Suppose $\alpha$ was such that $g(0,\alpha) = 0$, and $h(0,\alpha) \neq 0$ and $\partial_y g (0,\alpha) \neq 0$. Then, we can work with the following polynomial: $$F(x,y) = f(x, y + \epsilon) - f(0, \alpha + \epsilon).$$
One can check that $F(0,\alpha) = 0$ and $\partial_y F(0,\alpha) \neq 0$ (although it will be divisible by some power of $\epsilon$). Thus, one can hope to start Newton iteration for $F$ instead of $f$ and hope to get $g$ somehow.

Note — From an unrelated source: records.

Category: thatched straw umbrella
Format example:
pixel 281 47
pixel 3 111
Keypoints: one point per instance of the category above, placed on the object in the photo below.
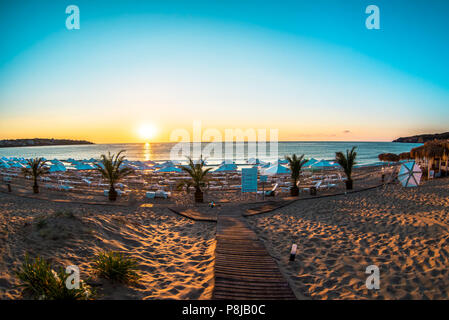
pixel 431 151
pixel 446 155
pixel 390 157
pixel 405 156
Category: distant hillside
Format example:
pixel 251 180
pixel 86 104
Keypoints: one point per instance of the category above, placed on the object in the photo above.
pixel 424 138
pixel 40 142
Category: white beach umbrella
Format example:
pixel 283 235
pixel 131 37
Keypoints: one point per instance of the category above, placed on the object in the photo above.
pixel 255 161
pixel 323 164
pixel 410 174
pixel 310 162
pixel 84 166
pixel 282 161
pixel 4 165
pixel 226 167
pixel 169 169
pixel 276 169
pixel 57 168
pixel 16 165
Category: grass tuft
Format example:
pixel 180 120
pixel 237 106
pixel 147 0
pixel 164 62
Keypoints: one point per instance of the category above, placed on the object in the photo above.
pixel 115 266
pixel 43 283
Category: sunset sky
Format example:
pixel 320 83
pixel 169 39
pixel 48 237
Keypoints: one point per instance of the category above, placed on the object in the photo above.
pixel 310 69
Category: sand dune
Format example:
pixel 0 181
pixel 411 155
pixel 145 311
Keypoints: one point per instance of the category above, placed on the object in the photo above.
pixel 176 255
pixel 405 232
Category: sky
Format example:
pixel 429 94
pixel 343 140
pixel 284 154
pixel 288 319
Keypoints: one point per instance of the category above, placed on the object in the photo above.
pixel 136 71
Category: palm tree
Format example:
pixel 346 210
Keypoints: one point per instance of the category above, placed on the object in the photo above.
pixel 347 163
pixel 36 168
pixel 296 164
pixel 198 177
pixel 109 168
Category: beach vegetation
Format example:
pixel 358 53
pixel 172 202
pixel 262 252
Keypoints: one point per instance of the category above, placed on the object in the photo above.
pixel 295 164
pixel 116 266
pixel 112 169
pixel 198 178
pixel 42 282
pixel 35 168
pixel 347 162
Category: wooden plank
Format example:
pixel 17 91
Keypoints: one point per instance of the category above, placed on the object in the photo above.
pixel 243 268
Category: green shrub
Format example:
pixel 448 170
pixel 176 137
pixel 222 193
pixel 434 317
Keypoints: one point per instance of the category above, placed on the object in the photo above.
pixel 115 266
pixel 42 282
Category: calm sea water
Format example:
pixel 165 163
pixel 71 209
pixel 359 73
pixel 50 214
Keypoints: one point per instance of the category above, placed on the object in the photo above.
pixel 367 151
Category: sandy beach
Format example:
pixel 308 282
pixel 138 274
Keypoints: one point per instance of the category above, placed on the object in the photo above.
pixel 176 255
pixel 405 232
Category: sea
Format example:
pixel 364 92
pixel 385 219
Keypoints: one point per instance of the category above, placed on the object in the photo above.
pixel 239 152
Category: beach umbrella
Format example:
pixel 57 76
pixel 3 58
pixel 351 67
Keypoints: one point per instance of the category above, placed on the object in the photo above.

f = (y - (x^3 + 3*x^2 + 32 * x + 1))^2 * (y + x^2 - x + 9)
alpha = 1
f(0,alpha) == 0
True
eps = 0.001
F = f(x, y + eps) - f(0, alpha + eps)
F(0,alpha)
# Well, it ought to be zero but computers are bad with floating point arithmetic
1.77635683940025e-15
dy_F = derivative(F, y)
dy_F(0, alpha)
0.0200029999999991
phi = NewtonIteration(F, alpha, debug=True)

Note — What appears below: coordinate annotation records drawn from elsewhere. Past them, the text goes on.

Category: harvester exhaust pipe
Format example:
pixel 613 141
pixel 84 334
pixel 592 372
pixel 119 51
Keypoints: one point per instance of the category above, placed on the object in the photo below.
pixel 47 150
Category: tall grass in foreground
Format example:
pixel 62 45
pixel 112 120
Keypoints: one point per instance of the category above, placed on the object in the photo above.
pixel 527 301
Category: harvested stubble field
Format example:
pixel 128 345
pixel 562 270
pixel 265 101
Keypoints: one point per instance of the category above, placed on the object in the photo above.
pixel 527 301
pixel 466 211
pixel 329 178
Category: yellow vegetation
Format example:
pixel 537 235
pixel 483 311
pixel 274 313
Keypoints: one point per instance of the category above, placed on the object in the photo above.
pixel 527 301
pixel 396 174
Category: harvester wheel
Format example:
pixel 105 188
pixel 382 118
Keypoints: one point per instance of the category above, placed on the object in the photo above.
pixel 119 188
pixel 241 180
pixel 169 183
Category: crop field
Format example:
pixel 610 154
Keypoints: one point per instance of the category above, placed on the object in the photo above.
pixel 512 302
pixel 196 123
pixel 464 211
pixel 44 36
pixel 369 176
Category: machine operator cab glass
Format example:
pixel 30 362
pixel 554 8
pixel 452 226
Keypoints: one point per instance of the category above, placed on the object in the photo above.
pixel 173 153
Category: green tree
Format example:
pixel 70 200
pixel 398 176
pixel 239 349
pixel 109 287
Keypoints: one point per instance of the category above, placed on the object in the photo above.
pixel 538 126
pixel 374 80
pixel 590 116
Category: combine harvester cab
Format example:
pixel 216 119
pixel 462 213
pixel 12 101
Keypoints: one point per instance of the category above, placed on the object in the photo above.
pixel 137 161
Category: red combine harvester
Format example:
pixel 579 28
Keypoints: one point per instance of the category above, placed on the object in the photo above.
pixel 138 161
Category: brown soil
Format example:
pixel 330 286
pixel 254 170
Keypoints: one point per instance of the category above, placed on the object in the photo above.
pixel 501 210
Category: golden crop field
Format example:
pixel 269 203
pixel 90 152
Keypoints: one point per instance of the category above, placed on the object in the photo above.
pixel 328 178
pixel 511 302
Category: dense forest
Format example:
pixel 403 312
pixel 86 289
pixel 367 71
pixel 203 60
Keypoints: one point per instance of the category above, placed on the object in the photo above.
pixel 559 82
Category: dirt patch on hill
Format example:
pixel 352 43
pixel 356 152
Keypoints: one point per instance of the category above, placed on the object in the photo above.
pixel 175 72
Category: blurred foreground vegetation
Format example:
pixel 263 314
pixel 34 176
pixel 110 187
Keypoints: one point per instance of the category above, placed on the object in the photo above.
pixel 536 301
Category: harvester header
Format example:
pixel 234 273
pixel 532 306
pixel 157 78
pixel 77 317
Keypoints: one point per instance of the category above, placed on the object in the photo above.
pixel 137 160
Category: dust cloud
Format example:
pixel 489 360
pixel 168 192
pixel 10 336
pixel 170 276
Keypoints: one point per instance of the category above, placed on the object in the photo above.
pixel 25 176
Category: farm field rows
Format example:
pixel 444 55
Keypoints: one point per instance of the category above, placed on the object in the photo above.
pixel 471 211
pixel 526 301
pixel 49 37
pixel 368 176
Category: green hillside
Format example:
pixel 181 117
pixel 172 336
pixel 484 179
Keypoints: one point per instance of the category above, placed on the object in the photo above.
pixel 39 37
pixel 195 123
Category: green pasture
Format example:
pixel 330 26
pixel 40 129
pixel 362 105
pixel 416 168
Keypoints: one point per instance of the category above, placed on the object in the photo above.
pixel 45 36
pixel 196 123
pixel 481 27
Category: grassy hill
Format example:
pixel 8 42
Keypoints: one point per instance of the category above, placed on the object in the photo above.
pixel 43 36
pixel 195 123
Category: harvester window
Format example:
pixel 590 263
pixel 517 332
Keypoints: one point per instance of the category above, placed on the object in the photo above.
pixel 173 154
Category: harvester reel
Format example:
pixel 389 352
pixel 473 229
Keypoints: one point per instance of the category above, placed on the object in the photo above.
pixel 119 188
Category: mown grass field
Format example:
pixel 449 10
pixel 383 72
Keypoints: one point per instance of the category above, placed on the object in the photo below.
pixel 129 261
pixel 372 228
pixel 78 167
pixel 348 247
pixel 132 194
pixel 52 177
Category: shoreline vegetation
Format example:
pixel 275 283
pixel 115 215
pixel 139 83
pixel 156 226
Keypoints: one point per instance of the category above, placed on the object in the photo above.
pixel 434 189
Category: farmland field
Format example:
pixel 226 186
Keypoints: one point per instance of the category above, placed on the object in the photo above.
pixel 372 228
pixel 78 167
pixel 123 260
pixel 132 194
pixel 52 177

phi: 1 phi: 1.00000000000000 phi: 32.0000000000000*x + 1.00000000000000 phi: 3.00000000000000*x^2 + 32.0000000000000*x + 1.00000000000000 phi: x^3 + 3.00000000000000*x^2 + 32.0000000000000*x + 1.00000000000000 phi: -4.26300000000000e-11*x^4 + x^3 + 3.00000000000000*x^2 + 32.0000000000000*x + 1.00000000000000 phi: 1.26100000000000e-10*x^5 - 7.02800000000000e-11*x^4 + x^3 + 3.00000000000000*x^2 + 32.0000000000000*x + 1.00000000000000 phi: -3.60500000000000e-10*x^6 + 1.78500000000000e-10*x^5 + 6.00800000000000e-11*x^4 + x^3 + 3.00000000000000*x^2 + 32.0000000000000*x + 1.00000000000000 phi: 1.04100000000000e-9*x^7 - 5.75400000000000e-10*x^6 - 2.11100000000000e-10*x^5 - 3.89400000000000e-11*x^4 + x^3 + 3.00000000000000*x^2 + 32.0000000000000*x + 1.00000000000000 phi: -2.97500000000000e-9*x^8 + 1.87200000000000e-9*x^7 + 6.71900000000000e-10*x^6 + 1.15500000000000e-10*x^5 - 6.47500000000000e-11*x^4 + x^3 + 3.00000000000000*x^2 + 32.0000000000000*x + 1.00000000000000
Thus if we round off the coefficients, we can see the root we wanted sitting inside $\phi$.
g_prime = 0
for c in phi.coefficients():
g_prime = g_prime * x + round(c)
print(f"g_prime = {g_prime}")
print(f"f= {factor(f)}")
g_prime = x^3 + 3*x^2 + 32*x + 1 f= (x^2 - x + y + 9) * (-x^3 - 3*x^2 - 32*x + y - 1)^2
Thus from $\phi$, we can extract the coefficients of the factor of $f$ even though the factor has multiplicities.